Jacques Helbronner—supporter of Marshal Pétain, friend of Cardinal Gerlier in Lyon, the most French of all Jews, top officer before Verdun, lawyer, member of the Conseil d’État, president of the Israelite Central Consistory of France (excluding foreign and immigrant Jews, who were relegated to a separate organization)—was arrested by the Gestapo in Paris on 28 October 1943. He and his wife were deported on Transport No. 62, from Drancy to Auschwitz, which left French territory on 20 November. Both were gassed immediately upon arrival.

Was he wearing his uniform? He had been when he was arrested. He had also donned all his Orders of the Republic and medals of military bravery. All those decorations had been taken from him at the barracks in Drancy; they were considered provocative, as if they would cause people to rise up against the Vichy regime at the very last moment. The protective coat of his uniform was replaced by plain civilian clothes, as if he were any other man. So did he die clothed or naked? Like all others killed in that fashion, he was unclothed at the time of death. He was no longer the GREAT HELBRONNER, who had married into old French money, making his status in France appear set for life.

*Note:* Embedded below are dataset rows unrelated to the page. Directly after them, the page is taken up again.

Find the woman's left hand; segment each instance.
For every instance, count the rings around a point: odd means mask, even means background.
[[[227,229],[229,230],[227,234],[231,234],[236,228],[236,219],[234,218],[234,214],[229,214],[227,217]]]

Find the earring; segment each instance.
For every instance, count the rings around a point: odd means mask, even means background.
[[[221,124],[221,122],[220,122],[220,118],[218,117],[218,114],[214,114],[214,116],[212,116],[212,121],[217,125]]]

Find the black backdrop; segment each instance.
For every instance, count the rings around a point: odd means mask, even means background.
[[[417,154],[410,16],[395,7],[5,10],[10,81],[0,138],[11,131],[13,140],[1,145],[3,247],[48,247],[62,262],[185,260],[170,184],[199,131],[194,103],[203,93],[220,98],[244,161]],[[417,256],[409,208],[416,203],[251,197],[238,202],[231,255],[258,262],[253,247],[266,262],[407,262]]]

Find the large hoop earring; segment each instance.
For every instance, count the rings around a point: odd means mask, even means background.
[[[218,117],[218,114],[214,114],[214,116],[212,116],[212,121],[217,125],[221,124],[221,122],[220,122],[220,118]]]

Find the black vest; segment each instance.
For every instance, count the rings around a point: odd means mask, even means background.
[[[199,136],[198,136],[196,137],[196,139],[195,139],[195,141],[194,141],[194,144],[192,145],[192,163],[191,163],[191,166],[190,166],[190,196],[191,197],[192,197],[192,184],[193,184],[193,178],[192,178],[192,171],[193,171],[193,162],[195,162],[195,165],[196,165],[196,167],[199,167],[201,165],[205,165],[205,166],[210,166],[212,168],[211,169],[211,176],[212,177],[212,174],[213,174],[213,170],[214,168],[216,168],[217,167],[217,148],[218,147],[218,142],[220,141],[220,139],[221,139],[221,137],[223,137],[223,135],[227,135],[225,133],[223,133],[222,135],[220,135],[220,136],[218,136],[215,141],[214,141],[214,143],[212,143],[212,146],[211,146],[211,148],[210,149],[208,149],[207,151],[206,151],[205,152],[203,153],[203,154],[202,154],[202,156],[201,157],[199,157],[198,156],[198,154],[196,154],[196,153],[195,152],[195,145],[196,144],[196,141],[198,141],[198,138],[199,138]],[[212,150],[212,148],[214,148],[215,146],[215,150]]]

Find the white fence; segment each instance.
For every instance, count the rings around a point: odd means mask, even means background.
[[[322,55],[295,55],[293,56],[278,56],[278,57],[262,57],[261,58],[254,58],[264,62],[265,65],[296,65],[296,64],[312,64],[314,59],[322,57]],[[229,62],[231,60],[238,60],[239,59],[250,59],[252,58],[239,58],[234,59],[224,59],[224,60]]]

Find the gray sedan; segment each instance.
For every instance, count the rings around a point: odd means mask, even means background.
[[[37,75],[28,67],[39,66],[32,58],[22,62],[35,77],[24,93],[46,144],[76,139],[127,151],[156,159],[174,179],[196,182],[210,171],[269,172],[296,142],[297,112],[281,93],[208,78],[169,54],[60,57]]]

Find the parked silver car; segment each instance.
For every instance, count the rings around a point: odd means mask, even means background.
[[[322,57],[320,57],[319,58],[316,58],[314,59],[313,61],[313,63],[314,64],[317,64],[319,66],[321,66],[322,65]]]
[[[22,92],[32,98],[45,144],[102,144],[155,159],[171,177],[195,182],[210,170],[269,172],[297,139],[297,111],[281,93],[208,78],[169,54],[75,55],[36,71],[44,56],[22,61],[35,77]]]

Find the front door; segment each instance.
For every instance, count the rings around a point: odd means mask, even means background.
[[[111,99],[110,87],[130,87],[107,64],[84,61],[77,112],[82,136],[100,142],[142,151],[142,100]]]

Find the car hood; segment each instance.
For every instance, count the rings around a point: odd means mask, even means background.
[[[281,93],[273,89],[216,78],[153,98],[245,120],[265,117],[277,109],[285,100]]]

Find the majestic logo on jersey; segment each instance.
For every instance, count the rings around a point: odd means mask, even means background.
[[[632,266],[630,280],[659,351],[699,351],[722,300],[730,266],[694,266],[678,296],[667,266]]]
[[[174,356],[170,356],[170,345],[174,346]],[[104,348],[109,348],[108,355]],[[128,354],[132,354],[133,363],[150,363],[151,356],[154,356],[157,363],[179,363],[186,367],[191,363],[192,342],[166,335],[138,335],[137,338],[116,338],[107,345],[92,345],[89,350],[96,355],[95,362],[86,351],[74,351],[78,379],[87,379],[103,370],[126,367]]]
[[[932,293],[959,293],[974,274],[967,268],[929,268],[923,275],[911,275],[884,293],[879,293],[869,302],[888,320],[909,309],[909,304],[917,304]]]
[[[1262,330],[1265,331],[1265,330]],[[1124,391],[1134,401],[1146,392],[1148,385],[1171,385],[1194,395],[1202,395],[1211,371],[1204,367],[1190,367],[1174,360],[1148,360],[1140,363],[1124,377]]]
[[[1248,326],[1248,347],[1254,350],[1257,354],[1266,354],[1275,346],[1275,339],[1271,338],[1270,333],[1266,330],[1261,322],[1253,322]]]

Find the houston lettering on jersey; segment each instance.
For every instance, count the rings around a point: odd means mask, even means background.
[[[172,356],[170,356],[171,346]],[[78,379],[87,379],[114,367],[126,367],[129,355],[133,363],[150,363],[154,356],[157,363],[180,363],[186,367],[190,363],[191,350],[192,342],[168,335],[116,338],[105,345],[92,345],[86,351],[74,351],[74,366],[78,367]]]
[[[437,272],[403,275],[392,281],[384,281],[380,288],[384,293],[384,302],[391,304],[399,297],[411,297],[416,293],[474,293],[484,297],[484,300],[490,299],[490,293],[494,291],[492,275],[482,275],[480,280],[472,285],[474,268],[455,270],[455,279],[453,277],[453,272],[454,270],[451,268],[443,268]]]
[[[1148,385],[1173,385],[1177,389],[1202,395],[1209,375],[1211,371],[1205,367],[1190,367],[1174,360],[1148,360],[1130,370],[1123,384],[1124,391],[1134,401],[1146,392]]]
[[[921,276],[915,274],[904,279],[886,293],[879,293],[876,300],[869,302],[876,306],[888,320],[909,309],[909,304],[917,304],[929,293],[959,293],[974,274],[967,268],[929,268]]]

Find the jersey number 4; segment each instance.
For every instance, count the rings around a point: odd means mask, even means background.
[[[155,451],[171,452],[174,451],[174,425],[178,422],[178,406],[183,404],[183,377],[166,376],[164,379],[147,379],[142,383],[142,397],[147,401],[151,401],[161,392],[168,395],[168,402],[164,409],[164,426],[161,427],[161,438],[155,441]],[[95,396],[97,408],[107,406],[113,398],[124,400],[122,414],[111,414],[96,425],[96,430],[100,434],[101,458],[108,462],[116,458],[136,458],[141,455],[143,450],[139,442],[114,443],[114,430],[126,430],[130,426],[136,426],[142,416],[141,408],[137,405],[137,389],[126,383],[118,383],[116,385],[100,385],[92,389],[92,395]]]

President Pétain and Cardinal Gerlier were notified immediately after his arrest. He could have been rescued in the 23 days before he was loaded onto the transport train. Even at the border, French officials could have taken him from the train. Over 80 people tried to organize help. Why did the cardinal do nothing? What real risk might the Vichy authorities have run had they attempted a rescue, even if only to cleanse their consciences for the sake of appearances? It’s puzzling that nothing happened. Even just sending the Helbronners to Theresienstadt, instead of Auschwitz, would have sufficed. Leo Baeck, Paul Epstein, David Cohen, Abraham Asscher and Zvi Koretz were all deported to either Theresienstadt or Bergen-Belsen, and most of them survived.


Expulsion’s long roads

A wise man from Salamanca—doctor, theologian, jurist and forebear of Fray Luis de Léon—was a visionary. He could wind his way along the paths of the INTELLIGIBLE WORLD, parallel to the mere world of factual reality, to navigate the tunnels of the future. He never told a soul exactly how he did it. In the period prior to the 1492 edict of expulsion, it became glaring that Saint Dominic’s zealous followers posed the threat of persecution.

This sage advised several of Salamanca’s Sephardic families to emigrate to Lisbon before the forced expulsion. But they shouldn’t trust the Catholic rulers of Portugal for long, either; rather, he advised they continue their journey before 1497, moving on to the more tolerant Ottoman Empire or the Netherlands.

One of these extended families crossed the Atlantic and reached Pernambuco, which was occupied by the Dutch for some time, and then, after the Dutch lost the colony, moved on to Amsterdam. Another extended family settled in the sultanate and spent several centuries there. It wasn’t until 1943 in Salonica that some of their descendants fell into the hands of new persecutors, who no longer even bothered basing their extermination plans on religious belief. The Scholar of Salamanca’s prophetic gift had endured several hundred years, but by the end of that Platonic Year, after providing a spiritual overview of 26,000 years, it turned out to be a bit blurry.